Because these applications rely on smart contracts on the blockchain, they can provide financial services without the middlemen, enabling lower costs. There are also the benefits of financial inclusion since anyone around the world with electricity and internet access can participate, regardless of location, which in principal should help the global poor.

I've tried to highlight some of the upsides/potential upsides of the industry and technology, but the truth is that the entire space is incredibly young, and we don't know exactly how valuable this is going to end up being. 

You might wince at the analogy, but I think it's similar to someone in 1993 asking about the utility of the internet. There are fledgling applications that seem like they could  be valuable, but it's still too early to tell with certainty, and many valuable applications haven't even been discovered yet. 

I'd also like to acknowledge that there obviously is a lot of speculation and scammy behavior in crypto currently, but I don't think that represents everything that's going on in the space.
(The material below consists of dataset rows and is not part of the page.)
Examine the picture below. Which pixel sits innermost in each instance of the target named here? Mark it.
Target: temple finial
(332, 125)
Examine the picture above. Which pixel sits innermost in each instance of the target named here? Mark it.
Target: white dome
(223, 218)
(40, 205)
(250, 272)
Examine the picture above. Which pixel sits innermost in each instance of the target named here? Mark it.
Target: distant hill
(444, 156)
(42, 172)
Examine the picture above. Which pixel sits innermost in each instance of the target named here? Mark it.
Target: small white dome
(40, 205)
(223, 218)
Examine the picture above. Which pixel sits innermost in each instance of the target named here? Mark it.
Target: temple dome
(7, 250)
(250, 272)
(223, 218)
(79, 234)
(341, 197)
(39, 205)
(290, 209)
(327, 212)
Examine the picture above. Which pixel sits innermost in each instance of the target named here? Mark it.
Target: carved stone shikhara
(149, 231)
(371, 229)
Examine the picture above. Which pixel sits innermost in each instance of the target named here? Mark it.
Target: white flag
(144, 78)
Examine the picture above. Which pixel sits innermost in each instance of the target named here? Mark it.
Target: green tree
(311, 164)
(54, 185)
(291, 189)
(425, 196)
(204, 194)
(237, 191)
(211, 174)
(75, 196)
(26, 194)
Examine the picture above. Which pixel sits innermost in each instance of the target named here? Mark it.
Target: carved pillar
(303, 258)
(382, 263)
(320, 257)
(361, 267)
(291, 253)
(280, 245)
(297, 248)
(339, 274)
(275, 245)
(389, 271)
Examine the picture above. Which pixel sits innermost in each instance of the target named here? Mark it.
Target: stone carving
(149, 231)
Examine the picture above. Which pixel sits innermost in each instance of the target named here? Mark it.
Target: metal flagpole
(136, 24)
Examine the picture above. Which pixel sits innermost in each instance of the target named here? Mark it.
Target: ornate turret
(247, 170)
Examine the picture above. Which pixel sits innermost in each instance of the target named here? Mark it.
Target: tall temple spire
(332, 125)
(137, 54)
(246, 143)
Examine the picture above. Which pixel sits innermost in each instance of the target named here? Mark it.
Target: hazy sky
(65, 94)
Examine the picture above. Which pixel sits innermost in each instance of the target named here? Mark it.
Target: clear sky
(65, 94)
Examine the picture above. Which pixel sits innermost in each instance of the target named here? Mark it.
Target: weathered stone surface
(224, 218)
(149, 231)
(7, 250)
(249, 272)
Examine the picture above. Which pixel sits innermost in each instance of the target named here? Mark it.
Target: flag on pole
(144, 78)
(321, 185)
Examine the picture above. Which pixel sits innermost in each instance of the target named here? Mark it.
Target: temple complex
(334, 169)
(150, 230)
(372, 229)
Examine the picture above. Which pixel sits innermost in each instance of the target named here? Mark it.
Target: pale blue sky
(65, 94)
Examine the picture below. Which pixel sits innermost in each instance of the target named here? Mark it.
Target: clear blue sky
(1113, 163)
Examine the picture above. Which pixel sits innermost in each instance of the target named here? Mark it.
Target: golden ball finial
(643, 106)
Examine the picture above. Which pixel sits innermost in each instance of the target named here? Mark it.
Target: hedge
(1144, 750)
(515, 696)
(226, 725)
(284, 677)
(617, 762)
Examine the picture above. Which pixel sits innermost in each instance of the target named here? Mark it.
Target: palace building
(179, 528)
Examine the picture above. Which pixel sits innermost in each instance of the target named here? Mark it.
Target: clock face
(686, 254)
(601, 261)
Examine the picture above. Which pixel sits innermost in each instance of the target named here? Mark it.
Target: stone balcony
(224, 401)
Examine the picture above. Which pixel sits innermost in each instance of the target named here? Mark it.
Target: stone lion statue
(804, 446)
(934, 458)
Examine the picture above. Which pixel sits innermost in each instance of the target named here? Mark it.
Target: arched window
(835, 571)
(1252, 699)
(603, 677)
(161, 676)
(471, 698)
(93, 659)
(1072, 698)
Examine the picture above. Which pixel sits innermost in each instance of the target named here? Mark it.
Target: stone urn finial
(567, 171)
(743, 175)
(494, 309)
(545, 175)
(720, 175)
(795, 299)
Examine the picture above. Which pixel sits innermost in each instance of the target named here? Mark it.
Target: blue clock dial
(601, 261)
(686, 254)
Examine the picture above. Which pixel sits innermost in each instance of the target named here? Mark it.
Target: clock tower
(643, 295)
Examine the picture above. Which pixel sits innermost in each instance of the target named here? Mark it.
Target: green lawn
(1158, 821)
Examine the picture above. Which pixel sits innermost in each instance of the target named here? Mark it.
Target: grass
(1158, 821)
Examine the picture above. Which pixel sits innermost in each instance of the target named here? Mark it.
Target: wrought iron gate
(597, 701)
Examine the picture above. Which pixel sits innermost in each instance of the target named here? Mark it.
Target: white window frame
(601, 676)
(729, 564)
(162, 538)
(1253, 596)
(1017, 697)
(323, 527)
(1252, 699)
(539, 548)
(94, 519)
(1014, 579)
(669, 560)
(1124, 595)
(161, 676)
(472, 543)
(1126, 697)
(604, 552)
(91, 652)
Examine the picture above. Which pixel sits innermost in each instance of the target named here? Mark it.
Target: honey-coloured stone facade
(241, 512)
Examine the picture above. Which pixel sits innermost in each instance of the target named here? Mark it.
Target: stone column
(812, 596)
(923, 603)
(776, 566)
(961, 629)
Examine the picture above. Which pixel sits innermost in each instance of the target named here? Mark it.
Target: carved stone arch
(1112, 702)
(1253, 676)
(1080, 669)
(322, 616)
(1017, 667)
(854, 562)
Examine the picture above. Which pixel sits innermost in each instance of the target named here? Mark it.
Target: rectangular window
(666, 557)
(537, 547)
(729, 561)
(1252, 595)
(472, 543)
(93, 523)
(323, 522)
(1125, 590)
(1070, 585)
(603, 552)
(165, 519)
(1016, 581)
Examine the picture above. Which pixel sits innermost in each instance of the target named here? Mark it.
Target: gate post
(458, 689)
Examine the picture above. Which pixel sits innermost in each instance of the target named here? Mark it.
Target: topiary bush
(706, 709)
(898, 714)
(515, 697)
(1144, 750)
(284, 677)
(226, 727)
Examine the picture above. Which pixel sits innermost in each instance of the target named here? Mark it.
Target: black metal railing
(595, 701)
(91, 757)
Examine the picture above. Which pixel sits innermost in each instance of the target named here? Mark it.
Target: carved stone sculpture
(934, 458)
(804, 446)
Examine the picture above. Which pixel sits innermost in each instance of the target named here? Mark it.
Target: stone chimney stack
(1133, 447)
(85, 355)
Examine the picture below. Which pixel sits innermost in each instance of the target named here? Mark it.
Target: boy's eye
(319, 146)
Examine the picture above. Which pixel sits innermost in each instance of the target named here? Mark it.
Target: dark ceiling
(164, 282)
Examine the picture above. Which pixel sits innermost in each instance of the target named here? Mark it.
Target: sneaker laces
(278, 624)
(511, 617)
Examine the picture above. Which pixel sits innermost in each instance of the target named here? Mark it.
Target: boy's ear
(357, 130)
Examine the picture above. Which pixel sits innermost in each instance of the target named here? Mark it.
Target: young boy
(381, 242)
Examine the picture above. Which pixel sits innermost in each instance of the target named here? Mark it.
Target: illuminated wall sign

It's difficult to say how potential upsides net out with speculation/scams, but it seems likely to me that there are enough potential and already existing use cases to make the industry long-term net positive. 

  1. ^

    Because crypto can be accessed by anyone with internet/electricity, it does enable some crime and money laundering. There is a debate over how much crime it enables relative to the US dollar, however. 

    The immutability of the blockchain (transactions, once sent, cannot be reversed) also can lead to users losing funds with effectively no recourse. 

Here's a quote from former US Treasury Secretary Larry Summers in a recent Bloomberg interview that backs up some of the claims in this comment: 

A lot of people have compared this to Lehman. I would compare it to Enron - the smartest guys in the room, not just financial error, but certainly from the reports, whiffs of fraud. Stadium namings very early in a company's history. Vast explosion of wealth that nobody quite understands where it comes from. 

[...] I think this is probably less about the complexities of the nuances of the rules of crypto regulation and more about some very basic financial principles that go back to financial scandals that took place in ancient Rome.